Do the results give recommendations to improve compliance?
Yes, we roll all the results up into a dashboard which uses common business language (as opposed to technology language), so that the organization, including senior management and board of directors, can review and understand them very quickly. Along with listing the discovered risks relative to the NIST standard, we recommend corrective actions ranked by priority. Our dashboard processes in real time, so security gaps and recommendations are constantly changing as answers to questions are updated.
Our software also generates what you might call a score. However, it may not really be indicative of your particular cybersecurity risk. A company’s score can be very high if they are very strong in one area while another area leaves a gaping hole big enough to drive an 18-wheeler through. And they will never see that coming because of their “high score.” While on the other hand, a company with a “lower score” can actually have less risk, if many compliance queries are rated at zero simply because they simply do not pertain to their organization. We also have a feature in the system where you can determine your risk acceptance and create goals for particular control points you may want to work on raising. So the score is really more to be used as a gauge of where you are today and where you’d like to be tomorrow. The score is also helpful if you want to know where your company stands compared to your peers. We anonymize this data, so our customers can benchmark themselves against their peer group using SIC code, size, etc., giving them a good idea of how they’re doing within their industry. That’s always important to management because, well, you know how this works; you put a ball on the floor with a room full of kids and pretty soon you’ve got a ball game. It’s very helpful to understand how you look within your industry to see if you are as good (or better!) or if you need to do more work.
Last April Cybernance was designated as a Qualified Anti-Terrorism Technology (QATT). What does that designation?

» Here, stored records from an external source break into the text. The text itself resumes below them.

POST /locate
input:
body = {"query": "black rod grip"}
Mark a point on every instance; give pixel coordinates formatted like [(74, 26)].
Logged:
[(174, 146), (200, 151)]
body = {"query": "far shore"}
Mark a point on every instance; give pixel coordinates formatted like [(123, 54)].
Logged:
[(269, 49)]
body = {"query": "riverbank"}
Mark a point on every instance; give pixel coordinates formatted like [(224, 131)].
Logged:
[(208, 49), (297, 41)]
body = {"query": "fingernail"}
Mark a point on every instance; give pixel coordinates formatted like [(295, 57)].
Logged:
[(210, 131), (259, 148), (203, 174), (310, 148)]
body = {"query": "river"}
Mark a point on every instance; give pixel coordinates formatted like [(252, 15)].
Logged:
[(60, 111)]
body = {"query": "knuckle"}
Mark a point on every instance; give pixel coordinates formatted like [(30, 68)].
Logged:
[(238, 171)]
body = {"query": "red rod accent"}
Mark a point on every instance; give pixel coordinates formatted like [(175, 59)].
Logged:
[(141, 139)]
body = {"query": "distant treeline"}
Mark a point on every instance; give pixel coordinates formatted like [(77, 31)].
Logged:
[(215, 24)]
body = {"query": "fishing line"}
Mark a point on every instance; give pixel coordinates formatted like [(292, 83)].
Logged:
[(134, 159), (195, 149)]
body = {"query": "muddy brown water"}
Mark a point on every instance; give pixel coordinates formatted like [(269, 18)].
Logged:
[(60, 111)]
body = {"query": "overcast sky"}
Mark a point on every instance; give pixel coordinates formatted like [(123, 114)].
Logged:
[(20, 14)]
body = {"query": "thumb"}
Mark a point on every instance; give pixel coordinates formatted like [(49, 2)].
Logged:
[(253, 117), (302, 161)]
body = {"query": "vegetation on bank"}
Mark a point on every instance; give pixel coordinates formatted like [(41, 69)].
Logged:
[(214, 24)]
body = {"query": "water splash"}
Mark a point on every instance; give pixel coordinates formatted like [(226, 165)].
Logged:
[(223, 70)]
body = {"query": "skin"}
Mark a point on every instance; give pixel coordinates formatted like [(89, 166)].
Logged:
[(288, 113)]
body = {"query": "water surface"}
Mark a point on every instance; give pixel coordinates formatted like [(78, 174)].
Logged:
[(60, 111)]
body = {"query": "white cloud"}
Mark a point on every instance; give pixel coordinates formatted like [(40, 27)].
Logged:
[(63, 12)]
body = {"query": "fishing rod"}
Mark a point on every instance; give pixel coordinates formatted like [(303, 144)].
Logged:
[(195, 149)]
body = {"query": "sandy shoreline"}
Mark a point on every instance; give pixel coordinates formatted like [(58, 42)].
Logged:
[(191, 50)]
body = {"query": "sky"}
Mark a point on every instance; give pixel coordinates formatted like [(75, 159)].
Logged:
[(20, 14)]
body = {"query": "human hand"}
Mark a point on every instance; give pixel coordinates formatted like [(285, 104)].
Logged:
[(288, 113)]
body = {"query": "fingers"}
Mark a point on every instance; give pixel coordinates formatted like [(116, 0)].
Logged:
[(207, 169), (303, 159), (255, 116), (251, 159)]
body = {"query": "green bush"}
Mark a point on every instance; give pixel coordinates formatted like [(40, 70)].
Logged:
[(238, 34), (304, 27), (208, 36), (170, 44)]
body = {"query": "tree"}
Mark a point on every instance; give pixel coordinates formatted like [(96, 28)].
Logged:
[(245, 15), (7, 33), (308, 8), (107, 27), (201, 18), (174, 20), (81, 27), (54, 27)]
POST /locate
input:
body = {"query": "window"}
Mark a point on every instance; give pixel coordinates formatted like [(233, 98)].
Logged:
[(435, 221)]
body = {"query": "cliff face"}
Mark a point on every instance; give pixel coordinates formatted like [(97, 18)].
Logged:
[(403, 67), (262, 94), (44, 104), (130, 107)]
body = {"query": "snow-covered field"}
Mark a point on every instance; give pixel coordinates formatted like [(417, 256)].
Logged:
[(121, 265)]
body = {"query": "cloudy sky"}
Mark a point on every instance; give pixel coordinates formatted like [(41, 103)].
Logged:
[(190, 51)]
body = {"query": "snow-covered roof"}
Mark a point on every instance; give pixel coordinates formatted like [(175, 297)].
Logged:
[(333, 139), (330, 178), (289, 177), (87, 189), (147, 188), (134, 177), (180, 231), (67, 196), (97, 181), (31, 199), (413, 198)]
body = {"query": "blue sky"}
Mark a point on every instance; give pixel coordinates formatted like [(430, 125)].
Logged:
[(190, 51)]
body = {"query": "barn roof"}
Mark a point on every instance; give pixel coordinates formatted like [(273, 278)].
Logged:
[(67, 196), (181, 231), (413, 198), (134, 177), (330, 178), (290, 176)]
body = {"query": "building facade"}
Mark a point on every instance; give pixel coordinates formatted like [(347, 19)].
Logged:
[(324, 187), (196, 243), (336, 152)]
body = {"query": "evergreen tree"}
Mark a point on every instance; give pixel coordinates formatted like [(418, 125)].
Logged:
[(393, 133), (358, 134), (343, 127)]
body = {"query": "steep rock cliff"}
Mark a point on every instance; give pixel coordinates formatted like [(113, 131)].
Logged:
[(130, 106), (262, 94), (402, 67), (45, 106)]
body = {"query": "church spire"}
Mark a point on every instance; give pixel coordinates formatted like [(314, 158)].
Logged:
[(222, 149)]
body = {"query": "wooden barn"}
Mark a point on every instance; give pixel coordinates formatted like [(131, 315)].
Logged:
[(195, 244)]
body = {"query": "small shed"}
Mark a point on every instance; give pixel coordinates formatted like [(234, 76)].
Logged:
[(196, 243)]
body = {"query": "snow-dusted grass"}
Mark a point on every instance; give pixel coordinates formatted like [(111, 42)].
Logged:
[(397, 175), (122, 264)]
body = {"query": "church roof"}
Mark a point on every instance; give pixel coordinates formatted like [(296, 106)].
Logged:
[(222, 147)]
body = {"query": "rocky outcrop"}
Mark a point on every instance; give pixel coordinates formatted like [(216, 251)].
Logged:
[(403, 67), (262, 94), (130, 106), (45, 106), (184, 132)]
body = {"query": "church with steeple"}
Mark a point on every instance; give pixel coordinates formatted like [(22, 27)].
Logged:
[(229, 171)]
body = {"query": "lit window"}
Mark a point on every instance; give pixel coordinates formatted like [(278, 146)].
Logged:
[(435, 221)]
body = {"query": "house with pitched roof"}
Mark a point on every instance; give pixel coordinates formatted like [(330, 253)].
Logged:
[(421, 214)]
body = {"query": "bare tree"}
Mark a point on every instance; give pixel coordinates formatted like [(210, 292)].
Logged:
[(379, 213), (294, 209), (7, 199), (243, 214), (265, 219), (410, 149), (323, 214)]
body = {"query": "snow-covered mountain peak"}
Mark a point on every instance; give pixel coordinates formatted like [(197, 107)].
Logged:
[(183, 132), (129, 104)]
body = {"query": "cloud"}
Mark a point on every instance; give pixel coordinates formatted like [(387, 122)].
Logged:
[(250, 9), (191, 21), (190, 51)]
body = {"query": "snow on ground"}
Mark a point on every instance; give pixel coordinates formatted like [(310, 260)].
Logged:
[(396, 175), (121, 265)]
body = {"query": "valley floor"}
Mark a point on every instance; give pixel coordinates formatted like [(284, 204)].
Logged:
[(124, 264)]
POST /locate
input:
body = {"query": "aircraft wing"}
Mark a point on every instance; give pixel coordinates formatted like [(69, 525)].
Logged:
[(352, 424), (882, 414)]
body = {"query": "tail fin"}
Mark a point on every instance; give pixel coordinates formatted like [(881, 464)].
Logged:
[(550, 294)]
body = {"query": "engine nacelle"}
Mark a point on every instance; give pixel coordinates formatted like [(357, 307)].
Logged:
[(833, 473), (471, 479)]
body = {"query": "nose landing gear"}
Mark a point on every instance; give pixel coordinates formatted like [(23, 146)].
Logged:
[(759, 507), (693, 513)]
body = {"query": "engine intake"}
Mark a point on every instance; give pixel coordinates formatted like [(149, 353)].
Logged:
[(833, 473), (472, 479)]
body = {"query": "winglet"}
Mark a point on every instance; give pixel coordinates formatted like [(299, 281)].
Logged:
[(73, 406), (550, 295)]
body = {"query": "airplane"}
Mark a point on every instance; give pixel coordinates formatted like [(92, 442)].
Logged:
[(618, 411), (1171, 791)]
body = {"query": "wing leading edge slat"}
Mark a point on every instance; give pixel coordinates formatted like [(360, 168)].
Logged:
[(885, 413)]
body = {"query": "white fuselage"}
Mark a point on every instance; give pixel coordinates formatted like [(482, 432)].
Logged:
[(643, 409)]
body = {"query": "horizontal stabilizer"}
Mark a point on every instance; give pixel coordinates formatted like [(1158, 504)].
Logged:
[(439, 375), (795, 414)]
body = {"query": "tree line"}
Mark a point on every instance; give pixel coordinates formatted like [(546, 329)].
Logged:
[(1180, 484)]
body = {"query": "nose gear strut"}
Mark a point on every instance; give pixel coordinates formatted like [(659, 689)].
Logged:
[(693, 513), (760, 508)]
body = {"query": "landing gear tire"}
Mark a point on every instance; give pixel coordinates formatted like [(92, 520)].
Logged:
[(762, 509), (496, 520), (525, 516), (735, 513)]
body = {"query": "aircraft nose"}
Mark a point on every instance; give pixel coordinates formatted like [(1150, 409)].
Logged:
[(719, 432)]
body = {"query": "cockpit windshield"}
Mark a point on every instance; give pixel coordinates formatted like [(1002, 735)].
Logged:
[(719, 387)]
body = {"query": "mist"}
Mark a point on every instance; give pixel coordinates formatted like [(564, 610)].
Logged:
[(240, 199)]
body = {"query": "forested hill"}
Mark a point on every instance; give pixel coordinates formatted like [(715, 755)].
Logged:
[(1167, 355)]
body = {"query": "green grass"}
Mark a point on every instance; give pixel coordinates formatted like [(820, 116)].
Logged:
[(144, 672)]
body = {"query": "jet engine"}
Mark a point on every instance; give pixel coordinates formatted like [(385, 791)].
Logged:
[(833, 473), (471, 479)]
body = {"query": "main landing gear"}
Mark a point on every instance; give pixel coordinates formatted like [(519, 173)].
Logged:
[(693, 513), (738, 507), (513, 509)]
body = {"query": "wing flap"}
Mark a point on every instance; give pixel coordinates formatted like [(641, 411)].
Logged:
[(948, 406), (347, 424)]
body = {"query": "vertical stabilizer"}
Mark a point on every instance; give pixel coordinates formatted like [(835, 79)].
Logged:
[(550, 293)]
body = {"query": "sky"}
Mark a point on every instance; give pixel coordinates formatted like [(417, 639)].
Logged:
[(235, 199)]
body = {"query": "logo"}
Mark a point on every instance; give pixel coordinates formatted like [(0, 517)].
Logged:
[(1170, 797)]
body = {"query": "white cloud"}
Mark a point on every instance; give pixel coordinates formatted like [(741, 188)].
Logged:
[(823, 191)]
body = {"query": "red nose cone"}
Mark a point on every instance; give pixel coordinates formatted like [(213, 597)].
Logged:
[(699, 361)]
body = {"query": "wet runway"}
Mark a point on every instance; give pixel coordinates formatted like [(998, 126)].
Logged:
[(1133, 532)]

We submitted our product for review by the Department of Homeland Security’s Safety Act office. We went through about a year of review and analysis by both Homeland Security and an independent contractor who took the technology and our company apart. They looked at it and questioned - does it do what we say it’s going to do, does it do it correctly, is it a value, and is it likely to protect the homeland? And in the end, our product was named Qualified Anti-Terrorism Technology, known as the SAFETY Act, which means that if an organization uses our software as it’s supposed to be used and there is a cyber breach based on terror, the organization has substantial liability protections up to and including 100% immunity for third-party actions.